Uma pessoa bilionária precisa ter um chefe?

No mundo atual existem muitos exemplos de empresários de sucessos, com muito dinheiro e que logo ficam mesmo bilionários! Só que o que pouca gente nota é que para isso acontecer, em boa parte das vezes, eles precisam de algo a mais…

Será que é preciso ter um chefe para conseguir esse sucesso? Aliás, que tipo de chefe estamos falando? Descubra algumas coisas que a gente não está acostumado a observar no mundo dos negócios lucrativos.

O exemplo da vida real

Há 35 anos, Jimmy John Liautaud, abriu o Jimmy John’s, uma lanchonete. O que talvez ele não imaginava é que 3 décadas depois conseguiria ter um faturamento de 2 bilhões em mais de 2,8 mil estabelecimentos.

Porém, quem comanda todo esse sucesso não é a pessoa que dá o nome a empresa, mas sim a Roark Capital, uma empresa com sede em Atlanta que comprou a maior parte do negócio em 2016.

E na época, pagou cerca de 3 bilhões de dólares, com Jimmy John Liautaud mantendo 35% dos diretos.

Liautaud era quem tomava as decisões, mas agora passou a ser o responsável pelos alimentos e cultura, mesmo sendo o presidente do conselho. A Roark tem mais poderes, optando inclusive por ouvir ele ou não.

A história e como tudo aconteceu

Mesmo com todo o sucesso, a vida do empresário nem sempre foi essa maravilha, inclusive ele relembrou que passou por momentos difíceis dos 8 aos 12 anos, quando os pais não acertaram a mão nos negócios.

Segundo Liautaud, o início de sua vida foi um verdadeiro fracasso, com ele se formando em penúltimo na sua turma do ensino médio.

Após se formar, o seu pai deu 25 mil dólares a ele para que pudesse abrir um próprio negócio, com a única condição de se alistar no exército em até 1 ano.

O primeiro negócio de Liautaud

A sua ideia inicial era de uma barraquinha de cachorros quentes, mas como tudo era muito caro, optou pela Jimmy John’s, que estrategicamente foi localizada perto das universidades Eastern Illinois, sendo ele dono de 52% e o pai de 48% da empresa.

O primeiro público alvo da empresa foi justamente os estudantes, com Jimmy fazendo entregas nos dormitórios, cobrando US$ 0,25 de taxa. Ele trabalhava em média 18 horas por dia e foi aprendendo sobre o mundo das finanças.

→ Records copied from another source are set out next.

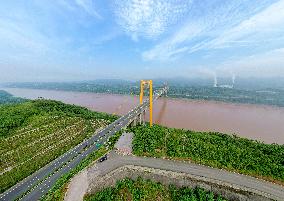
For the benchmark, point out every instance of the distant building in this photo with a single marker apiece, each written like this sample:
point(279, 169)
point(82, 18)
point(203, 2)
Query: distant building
point(224, 85)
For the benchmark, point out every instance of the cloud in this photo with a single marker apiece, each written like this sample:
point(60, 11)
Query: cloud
point(89, 7)
point(148, 18)
point(267, 64)
point(225, 26)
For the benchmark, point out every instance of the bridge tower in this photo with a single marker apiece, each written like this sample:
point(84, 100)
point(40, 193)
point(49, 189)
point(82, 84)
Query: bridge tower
point(147, 84)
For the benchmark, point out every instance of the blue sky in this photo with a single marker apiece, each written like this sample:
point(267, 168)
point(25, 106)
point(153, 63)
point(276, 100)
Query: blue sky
point(45, 40)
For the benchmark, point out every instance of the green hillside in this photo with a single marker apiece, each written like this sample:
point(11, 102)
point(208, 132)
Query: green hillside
point(148, 190)
point(212, 149)
point(6, 98)
point(34, 133)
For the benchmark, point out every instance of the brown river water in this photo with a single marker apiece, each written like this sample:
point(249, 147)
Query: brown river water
point(263, 123)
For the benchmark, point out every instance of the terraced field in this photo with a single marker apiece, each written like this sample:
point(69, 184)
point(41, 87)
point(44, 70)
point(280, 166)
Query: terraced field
point(39, 138)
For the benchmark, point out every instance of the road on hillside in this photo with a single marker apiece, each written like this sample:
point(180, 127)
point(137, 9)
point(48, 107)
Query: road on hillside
point(38, 184)
point(199, 172)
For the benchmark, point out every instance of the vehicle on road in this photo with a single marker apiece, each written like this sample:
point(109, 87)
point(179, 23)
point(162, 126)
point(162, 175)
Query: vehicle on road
point(102, 159)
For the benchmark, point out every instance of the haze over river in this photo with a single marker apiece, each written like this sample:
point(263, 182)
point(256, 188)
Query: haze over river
point(264, 123)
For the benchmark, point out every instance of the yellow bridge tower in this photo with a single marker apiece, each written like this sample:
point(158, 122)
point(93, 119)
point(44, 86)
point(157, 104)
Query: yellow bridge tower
point(147, 83)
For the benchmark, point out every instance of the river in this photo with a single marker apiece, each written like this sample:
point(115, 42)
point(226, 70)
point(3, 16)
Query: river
point(263, 123)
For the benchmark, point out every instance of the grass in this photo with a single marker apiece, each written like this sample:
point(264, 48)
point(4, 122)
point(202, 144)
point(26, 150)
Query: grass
point(148, 190)
point(57, 192)
point(34, 133)
point(213, 149)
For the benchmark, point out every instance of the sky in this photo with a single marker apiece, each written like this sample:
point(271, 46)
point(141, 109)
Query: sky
point(71, 40)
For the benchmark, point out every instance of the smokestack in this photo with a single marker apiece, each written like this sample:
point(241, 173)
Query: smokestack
point(215, 80)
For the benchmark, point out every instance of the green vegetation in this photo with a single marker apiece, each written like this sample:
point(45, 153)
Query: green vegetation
point(57, 192)
point(6, 98)
point(267, 92)
point(212, 149)
point(34, 133)
point(140, 189)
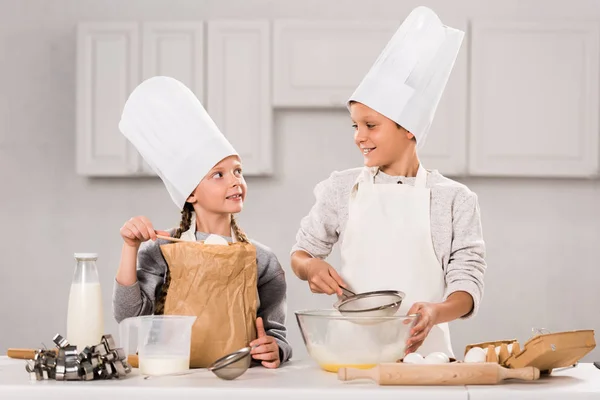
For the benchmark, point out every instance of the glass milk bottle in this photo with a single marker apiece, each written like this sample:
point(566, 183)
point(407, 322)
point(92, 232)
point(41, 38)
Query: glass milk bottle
point(85, 318)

Após o primeiro ano, o faturamento da empresa foi de 154 mil dólares, chegando a 40 mil dólares de lucro, na qual dividiu com o seu pai. No ano seguinte, ele conseguiu ainda mais dinheiro e comprou a parte do seu pai.

Além de pagar os 25 mil dólares que recebeu inicialmente, além de alguns juros.

A segunda loja de Liautaud

Em 1986, ele resolveu abrir uma segunda loja e assim começou a sua expansão.

8 anos depois, com 10 lojas, Liautaud passou a ter um lucro bruto de 1 milhão de dólares anualmente e então passou a começar a vender franquias, expandindo cada vez mais rápido.

Foi então em 2005 que Liautaud resolveu mudar e vender parte da sua empresa, sendo 28% por 130 milhões de dólares a Weston. Esse dinheiro foi investido, com a ideia de também viver de juros.

Passando mais 6 anos e com o negócio a todo vapor, Liautaud passou a ter muitas dificuldades para acompanhar todo o crescimento da empresa, já que em 2014 chegou a mais de 2 mil estabelecimentos.

O verdadeiro chefe

Com o seu parceiro também querendo vender ações, foi aí que entrou a Roark Capital na jogada, comprando a participação de Weston na empresa.

A lanchonete passou a figurar entre um dos maiores investimentos da Roark e, com isso, exigindo muita atenção.

Atualmente, os franqueados das Jimmy John’s são donos de 98% dos estabelecimentos e só em 2018, 148 novos estabelecimentos foram abertos.

Fato é que sem a parceria, um chefe ao lado, Liautaud não teria conseguido alcançar todo esse sucesso e hoje ser um bilionário.